In the cases, In re Lincoln National COI Rate Litigation (“Lincoln COI”) and In re Lincoln National 2017 COI Rate Litigation (“2017 Lincoln COI”), universal life insurance policyholders alleged that Lincoln breached its contracts with them when it adjusted COI rates on their policies. Plaintiffs moved to certify classes of approximately 50,000 current and former policyholders alleging damages and seeking injunctive relief.
The universal life insurance policies in question were issued by Lincoln’s predecessor Jefferson-Pilot between 1999 and 2007 (Lincoln COI) and between 1983 and 2008 (2017 Lincoln COI). The policies feature non-guaranteed elements, including COI rates, which can be adjusted at Lincoln’s discretion according to the policies’ terms. Most of the policies at issue provide that COI rates are based on Lincoln’s future expectations of mortality, expenses, interest, and lapses. Policyholders are assessed COI charges monthly.
In 2016 and 2017, Lincoln undertook cost of insurance rate redetermination exercises for the products at issue with the help of actuarial consultants Willis Towers Watson and Milliman, Inc. Shortly after Lincoln announced changes in COI rates, policyholders sued, bringing claims for breach of contract, claims under various consumer protection statutes, and other state law claims.

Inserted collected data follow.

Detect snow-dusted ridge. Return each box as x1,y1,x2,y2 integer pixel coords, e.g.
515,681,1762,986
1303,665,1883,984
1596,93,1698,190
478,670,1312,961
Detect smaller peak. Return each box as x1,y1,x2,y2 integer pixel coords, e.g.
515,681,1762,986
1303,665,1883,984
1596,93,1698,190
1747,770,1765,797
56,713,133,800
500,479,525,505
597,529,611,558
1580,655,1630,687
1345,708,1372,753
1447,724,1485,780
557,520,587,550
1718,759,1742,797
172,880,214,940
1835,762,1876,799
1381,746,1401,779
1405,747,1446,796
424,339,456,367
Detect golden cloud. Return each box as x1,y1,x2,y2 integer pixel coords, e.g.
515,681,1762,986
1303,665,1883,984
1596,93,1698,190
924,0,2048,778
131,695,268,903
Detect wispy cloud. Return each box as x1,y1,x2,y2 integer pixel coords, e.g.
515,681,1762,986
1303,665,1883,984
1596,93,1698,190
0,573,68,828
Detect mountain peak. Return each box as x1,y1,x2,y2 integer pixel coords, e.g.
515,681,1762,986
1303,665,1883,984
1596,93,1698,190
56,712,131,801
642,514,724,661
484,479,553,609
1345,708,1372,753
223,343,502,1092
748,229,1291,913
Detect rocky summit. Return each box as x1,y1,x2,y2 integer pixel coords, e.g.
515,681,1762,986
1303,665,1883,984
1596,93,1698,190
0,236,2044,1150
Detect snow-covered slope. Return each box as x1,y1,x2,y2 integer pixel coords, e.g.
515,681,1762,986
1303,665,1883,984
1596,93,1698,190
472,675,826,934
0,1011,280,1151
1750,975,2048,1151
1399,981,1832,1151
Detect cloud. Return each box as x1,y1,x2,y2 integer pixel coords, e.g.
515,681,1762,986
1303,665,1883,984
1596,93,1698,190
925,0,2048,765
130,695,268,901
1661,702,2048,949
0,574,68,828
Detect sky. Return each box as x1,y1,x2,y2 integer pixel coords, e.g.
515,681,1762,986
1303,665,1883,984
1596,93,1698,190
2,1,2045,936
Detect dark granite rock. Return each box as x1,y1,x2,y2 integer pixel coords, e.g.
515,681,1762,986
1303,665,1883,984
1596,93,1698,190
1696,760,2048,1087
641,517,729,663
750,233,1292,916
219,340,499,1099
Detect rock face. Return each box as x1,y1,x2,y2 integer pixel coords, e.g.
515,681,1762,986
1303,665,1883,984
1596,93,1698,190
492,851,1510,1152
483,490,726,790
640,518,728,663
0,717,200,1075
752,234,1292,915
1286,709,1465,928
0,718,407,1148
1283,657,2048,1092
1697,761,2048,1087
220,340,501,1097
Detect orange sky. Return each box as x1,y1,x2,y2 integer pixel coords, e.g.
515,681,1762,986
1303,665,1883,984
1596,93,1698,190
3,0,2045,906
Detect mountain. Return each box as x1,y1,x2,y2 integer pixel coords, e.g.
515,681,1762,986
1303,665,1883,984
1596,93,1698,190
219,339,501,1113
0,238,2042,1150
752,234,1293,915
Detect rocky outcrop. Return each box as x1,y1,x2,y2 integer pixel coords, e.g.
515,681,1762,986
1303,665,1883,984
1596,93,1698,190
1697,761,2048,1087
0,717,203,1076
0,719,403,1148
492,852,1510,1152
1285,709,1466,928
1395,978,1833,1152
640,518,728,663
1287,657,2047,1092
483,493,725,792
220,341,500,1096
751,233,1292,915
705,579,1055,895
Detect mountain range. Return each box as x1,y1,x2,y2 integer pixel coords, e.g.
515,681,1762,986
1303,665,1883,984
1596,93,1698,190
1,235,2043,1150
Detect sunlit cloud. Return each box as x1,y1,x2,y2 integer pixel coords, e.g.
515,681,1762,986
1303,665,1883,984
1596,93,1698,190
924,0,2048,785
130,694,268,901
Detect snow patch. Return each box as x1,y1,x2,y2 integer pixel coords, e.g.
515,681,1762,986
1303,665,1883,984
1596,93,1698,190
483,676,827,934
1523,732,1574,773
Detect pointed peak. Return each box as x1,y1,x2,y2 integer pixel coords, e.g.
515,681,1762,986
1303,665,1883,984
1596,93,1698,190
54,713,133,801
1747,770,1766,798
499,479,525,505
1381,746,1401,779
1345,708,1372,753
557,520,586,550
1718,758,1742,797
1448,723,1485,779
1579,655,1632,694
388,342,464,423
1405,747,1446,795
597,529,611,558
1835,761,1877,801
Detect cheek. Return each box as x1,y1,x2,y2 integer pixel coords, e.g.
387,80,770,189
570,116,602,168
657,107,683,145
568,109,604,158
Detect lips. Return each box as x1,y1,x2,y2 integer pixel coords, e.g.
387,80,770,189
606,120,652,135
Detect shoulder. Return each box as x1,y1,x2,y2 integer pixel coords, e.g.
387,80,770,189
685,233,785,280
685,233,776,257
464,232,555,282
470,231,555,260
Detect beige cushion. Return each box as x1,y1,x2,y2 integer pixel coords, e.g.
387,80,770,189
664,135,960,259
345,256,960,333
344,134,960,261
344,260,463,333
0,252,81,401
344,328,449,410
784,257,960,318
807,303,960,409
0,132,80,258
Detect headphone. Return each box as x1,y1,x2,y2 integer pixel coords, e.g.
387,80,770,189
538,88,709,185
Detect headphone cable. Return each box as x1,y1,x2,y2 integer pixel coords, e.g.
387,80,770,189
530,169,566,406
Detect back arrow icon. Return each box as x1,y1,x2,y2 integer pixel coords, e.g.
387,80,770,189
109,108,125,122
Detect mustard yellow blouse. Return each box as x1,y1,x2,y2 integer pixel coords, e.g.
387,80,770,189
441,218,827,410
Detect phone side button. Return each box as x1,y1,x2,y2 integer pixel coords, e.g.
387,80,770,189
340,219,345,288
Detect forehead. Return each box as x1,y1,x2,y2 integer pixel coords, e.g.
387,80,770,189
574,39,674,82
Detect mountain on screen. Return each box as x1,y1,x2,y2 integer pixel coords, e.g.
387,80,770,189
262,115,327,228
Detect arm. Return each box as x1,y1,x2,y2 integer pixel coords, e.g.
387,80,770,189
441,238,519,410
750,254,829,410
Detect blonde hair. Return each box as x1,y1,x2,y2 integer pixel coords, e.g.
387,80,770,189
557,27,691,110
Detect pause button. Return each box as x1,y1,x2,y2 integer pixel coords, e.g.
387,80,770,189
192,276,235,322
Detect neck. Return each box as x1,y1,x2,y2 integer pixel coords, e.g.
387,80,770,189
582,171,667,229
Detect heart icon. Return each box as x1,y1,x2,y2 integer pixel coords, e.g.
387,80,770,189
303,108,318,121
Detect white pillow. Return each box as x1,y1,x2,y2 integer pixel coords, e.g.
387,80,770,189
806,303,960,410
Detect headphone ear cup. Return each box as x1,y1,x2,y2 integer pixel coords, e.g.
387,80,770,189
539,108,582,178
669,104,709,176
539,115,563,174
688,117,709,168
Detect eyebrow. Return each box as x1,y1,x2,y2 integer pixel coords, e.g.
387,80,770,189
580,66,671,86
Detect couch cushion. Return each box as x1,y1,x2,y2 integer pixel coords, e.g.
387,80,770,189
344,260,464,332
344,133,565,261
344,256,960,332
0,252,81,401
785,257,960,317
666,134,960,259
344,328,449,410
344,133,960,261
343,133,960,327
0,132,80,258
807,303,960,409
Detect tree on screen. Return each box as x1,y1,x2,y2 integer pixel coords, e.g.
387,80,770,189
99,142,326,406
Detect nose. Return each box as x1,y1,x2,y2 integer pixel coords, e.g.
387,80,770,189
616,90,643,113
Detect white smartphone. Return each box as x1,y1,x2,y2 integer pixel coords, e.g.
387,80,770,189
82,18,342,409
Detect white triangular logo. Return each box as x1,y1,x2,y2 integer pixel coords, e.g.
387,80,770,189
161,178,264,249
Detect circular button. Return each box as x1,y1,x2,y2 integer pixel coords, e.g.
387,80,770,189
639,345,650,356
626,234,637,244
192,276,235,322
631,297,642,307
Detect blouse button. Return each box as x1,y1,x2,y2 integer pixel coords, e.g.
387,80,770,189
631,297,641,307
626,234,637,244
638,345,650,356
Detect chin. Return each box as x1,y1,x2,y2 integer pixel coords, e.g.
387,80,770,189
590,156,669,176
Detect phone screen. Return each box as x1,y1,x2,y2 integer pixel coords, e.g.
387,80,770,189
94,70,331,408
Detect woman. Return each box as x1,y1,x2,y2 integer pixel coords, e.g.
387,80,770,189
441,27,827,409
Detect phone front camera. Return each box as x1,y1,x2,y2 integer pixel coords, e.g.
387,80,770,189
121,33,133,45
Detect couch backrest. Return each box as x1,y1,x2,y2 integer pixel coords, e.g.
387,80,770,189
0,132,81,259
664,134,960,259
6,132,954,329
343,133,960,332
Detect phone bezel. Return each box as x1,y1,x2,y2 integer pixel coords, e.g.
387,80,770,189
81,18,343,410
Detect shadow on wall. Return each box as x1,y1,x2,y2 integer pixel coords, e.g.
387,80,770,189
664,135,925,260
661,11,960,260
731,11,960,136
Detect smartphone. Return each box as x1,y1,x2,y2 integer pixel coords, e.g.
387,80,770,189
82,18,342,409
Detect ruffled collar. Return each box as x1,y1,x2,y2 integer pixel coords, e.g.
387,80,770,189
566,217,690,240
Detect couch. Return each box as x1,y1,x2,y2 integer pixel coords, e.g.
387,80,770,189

Plaintiffs sought to certify nationwide classes asserting breach of contract claims, nationwide classes based on extraterritorial application of a North Carolina consumer protection statute, and various state law classes. After Lincoln filed its submissions opposing class certification, Plaintiffs abandoned pursuit of their motions to certify nationwide classes asserting the North Carolina claim. After day-long oral argument on their motions for class certification, Plaintiffs withdrew their motions for certification of their state law classes, pursuing only certification of nationwide breach of contract classes. In his decisions denying certification of nationwide contract classes, Judge Pappert found that Plaintiffs had not established that common issues predominate over individual ones.
Motions for class certification in COI rate adjustment litigations are rarely denied. Milbank is aware of only two such denials among the many COI rate adjustment class actions filed in the past 20 years.
In support of their motions for class certification, Plaintiffs also sought to introduce the testimony of two actuarial experts—one in each litigation. Lincoln moved to exclude the opinions proffered by these experts on the grounds that they were unreliable and would not assist the Court in resolving Plaintiffs’ motions.
The Court agreed with Lincoln and excluded the testimony of both actuarial experts. Judge Pappert characterized the opinion of one of the experts as “ungrounded assertions rather than the product of any discernable methodology.”
“Our litigators will continue to advocate aggressively for our clients to defeat cost of insurance litigation. We’re also prepared to take on the full scope of insurance-related individual and class actions, drawing on our deep knowledge and experience in this space,” said Litigation & Arbitration partner Stacey J. Rappaport.
In both cases, Plaintiffs declined to file a Rule 23(f) petition to appeal Judge Pappert’s ruling.
The Milbank team representing the Lincoln entities was led by Ms. Rappaport and included consulting partner Michael Hirschfeld, partner Aaron Renenger, and associates John Estep, Erin Culbertson and Andrew Porter.